Entre Ahmadyah et chiisme duodécimain (reconnaissance de 12 imams de l’obédience iranienne), il a ceux qui ont même optés pour le « Luciférisme » comme rejet du monde de la prophétie livresque. Est-ce dire que les Algériens font exceptions au reste du monde ? Du tout. Ils vivent pleinement leurs choix personnels en l’absence de débats et de dialogues sous couvert de poursuites pour prosélytisme à l’encontre de la religion d’Etat. Contrôler les âmes en verrouillant d’avantage des espaces d’expressions, mène à faire sauter le couvercle de la bouilloire Algérie et sa suffocante inertie.

Lorsque le pays s’est amusé à déclarer, devant un Pape catholique romain, être le pays de l’Eglise chrétienne africaine en se trompant de qualifier Sa Sainteté de Saint-Paul au lieu de Saint-Pierre, c’est dire la distance qui sépare ces décideurs entre les différentes constellations de l’univers des croyances. On remplaça la mosaïque culturelle algérienne par le seul marbre de djebel Filfila, sans se référer à l’histoire bien récente de la République laïque coloniale.

Vers la fin du XIXe siècle colonial, nous pouvions lire sur L’Indépendant de Mascara (13/1/1892) et sous le titre de « Missionnaires anglicans en Algérie », que « le gouvernement français avait invité les missionnaires anglicans  établis en Algérie, sous peine d’expulsion, à s’abstenir de toute propagande religieuse à l’égard des musulmans ». L’organe de la London Missionary Society, le Chronicle avait répondu que « ces missionnaires ont toujours montré la plus grande loyauté envers la grande nation, sous la protection de laquelle ils vivent ». La mission anglaise en question  été créée en 1881 et avait comme objectif de pouvoir subvenir « aux besoins spirituels pressants des Kabyles de l’Algérie que personnes n’avait évangélisée », peut-on lire sur Le Petit-Colon  de la même période. Réorganisée en 1883, la mission étendait son action sur l’ensemble des populations musulmanes de l’Afrique du nord. Elle établira des « stations » dans diverses villes du Maghreb en Egypte et dans l’Arabie du nord (Jordanie et Palestine). Les « stations » en question font éveiller « l’amour du Christ chez les juifs, les musulmans et les Européens ».

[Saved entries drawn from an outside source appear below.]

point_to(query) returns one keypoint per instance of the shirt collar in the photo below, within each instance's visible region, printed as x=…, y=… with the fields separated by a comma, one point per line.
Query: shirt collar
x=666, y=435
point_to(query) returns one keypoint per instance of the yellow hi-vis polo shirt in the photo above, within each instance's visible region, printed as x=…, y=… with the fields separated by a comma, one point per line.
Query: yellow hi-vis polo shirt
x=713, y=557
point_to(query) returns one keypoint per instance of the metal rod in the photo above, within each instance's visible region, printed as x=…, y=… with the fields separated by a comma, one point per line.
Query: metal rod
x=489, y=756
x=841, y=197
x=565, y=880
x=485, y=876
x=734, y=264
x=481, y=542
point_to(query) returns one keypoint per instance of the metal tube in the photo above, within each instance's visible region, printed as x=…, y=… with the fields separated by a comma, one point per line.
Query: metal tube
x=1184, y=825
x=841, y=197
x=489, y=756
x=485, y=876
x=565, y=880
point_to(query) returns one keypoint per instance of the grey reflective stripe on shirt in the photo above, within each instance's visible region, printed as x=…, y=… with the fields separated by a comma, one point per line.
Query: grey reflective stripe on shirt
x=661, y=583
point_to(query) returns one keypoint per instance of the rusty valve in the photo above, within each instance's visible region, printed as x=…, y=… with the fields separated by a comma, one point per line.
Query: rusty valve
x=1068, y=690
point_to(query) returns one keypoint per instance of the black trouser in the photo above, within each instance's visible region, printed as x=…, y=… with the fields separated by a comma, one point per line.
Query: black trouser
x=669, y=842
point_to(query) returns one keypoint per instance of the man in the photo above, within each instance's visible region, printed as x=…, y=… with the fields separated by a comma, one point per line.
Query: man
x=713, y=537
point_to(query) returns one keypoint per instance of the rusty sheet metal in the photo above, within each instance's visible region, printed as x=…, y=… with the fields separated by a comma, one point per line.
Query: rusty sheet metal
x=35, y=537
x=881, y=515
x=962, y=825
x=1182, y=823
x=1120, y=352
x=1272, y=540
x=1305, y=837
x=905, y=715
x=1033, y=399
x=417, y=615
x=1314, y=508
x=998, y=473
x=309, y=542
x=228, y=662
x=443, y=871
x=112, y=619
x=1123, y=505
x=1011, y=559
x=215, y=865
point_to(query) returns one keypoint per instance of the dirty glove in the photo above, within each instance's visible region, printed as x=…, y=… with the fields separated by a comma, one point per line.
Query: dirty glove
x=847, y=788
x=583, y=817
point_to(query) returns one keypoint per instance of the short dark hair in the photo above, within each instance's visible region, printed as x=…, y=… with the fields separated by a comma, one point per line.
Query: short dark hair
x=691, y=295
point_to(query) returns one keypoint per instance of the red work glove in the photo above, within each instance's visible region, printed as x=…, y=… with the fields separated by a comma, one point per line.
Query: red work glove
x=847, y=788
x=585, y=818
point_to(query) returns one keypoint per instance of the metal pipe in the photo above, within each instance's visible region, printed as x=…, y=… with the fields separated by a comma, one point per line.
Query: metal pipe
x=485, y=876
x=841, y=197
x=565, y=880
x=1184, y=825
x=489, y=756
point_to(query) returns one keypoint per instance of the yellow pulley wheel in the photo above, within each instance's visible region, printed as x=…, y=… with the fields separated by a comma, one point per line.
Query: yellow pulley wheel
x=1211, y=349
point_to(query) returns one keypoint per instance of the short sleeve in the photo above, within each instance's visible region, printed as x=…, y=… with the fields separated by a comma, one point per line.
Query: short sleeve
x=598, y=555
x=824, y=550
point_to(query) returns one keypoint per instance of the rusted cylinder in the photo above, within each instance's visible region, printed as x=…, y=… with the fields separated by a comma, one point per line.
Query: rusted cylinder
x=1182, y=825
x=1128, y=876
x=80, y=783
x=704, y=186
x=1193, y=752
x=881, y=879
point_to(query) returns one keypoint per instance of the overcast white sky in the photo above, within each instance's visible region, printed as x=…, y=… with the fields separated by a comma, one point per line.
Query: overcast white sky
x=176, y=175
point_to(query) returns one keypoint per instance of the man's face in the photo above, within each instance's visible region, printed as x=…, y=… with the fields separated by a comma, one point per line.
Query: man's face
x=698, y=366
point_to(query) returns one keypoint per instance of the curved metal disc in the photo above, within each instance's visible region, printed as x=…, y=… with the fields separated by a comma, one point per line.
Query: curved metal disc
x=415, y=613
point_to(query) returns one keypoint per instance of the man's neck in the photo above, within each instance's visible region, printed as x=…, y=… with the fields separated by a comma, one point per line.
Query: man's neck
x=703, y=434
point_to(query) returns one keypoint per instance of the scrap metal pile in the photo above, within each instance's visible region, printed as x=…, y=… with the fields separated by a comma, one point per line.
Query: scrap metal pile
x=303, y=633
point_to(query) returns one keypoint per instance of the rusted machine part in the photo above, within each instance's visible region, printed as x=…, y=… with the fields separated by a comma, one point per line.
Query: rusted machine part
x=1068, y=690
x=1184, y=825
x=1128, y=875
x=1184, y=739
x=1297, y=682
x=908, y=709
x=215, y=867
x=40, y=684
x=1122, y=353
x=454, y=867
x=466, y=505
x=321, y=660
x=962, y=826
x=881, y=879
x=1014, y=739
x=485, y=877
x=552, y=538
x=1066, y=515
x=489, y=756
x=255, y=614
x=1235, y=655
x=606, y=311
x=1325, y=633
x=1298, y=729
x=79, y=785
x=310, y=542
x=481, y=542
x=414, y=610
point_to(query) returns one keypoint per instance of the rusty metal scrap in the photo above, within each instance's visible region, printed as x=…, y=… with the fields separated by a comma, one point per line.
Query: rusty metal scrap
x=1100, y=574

Leur œuvre évangélique «  embrasse les chrétiens de toute dénomination qui aiment sincèrement notre Seigneur ». Cette action est jugée par la France continentale comme « une entreprise  aussi dangereuse pour l’ordre moral et matériel de nos possessions », ajoute Le Petit-Colon dans un climat politico-social marqué par une animosité antijuive et antiprotestante des plus meurtries.

Si le messianisme anglais de la nuit coloniale a été remplacé par l’aurore évangéliste américain dans une Algérie postcoloniale, les enjeux politiques demeurent les mêmes et si l’on accepte ce changement de coachs, il faut accepter la vente de l’Evangile selon Mathieu dans sa version d’anglais américain sans aucune traduction s’il vous en conjure !

Mohamed-Karim Assouane, universitaire.